On his book Masters of Craft: Old Jobs in the New Urban Economy

Cover Interview of July 18, 2017

The wide angle

There are three broad forces occurring in society today that in concert are leading to these jobs becoming cool.

First, how we classify taste is shifting. Consumers are questioning what makes traditionally “highbrow” products and services elite, while elevating typically “low-” and “middlebrow” ones to a higher status. They are often seeking out more “authentic” products, or products that are handmade, artisanal, “local,” tell a story, and provide an experience through their consumption. These workers all provide such products and services.

Second, many gentrifying neighborhoods in cities are resembling new versions of the “urban village” model of the industrial era. In other words, they are becoming self-contained places where incoming middle-class residents can fulfill their daily needs at community staples, like bars, liquor stores, barbershops, and butcher shops. Except, these versions offer high-end products and unique experiences aimed at young people with disposable income. They are also becoming cultural destinations for visitors from around the city, and even around the world.
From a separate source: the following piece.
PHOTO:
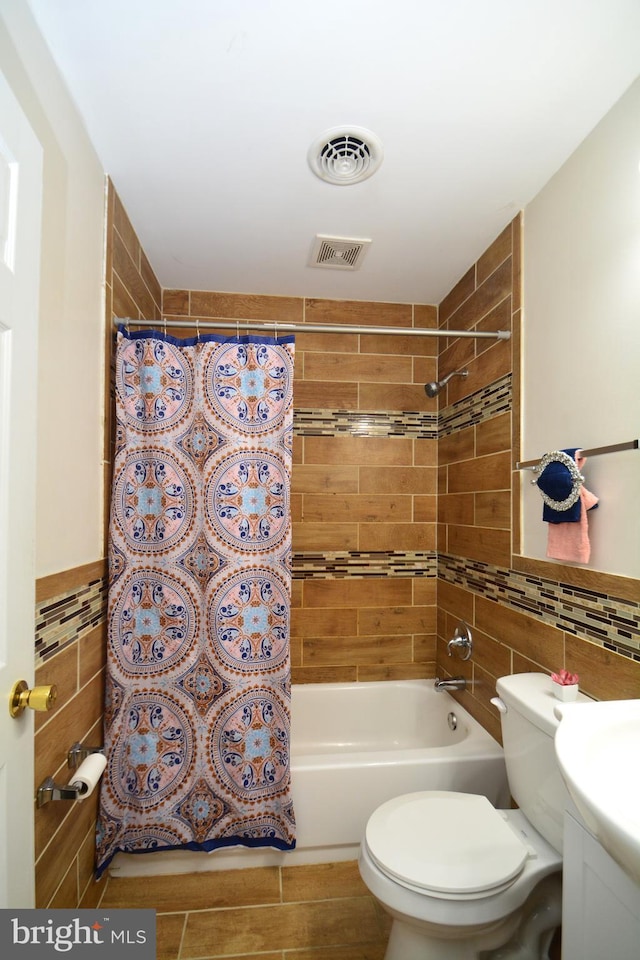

Third, work today is undergoing profound changes. Today’s economy is knowledge- and technology-based, many industries and jobs are very unstable and precarious, and workers often must absorb a lot of risk from their employment and must increasingly brand themselves. Some young workers who feel disaffected by this environment are seeking out alternative career paths, such as these seemingly stable, traditional manual labor jobs. Young people today also get taught that what they pursue as a career should be personally fulfilling and meaningful, rather than merely for earning money. People pursue these jobs because they have a passion for them, and they give them an identity they are proud of.

In my career, I have focused on the relationship between culture and the economy in today’s cities, and how urbanites deal with and respond to this relationship in their everyday lives. I was examining nightlife scenes in gentrifying neighborhoods in New York City when I came upon some of these high-end cocktail bars. My discovery led to an interest in the city’s cocktail community, especially the people who devoted so much of themselves to learning about and making cocktails: the bartenders. I gradually gathered more cases until I had what I felt was an illustrative set for understanding a fascinating phenomenon: traditional blue-collar jobs that had become “cool,” largely due to cultural and economic in today’s cities.

I am also a qualitative sociologist, and use ethnographic fieldwork as my primary research method. In short, I prefer to hang out with the people I study in their natural environments. My questions therefore always revolve around what I can observe people actually doing. These workplaces allowed me to both see and participate in the action.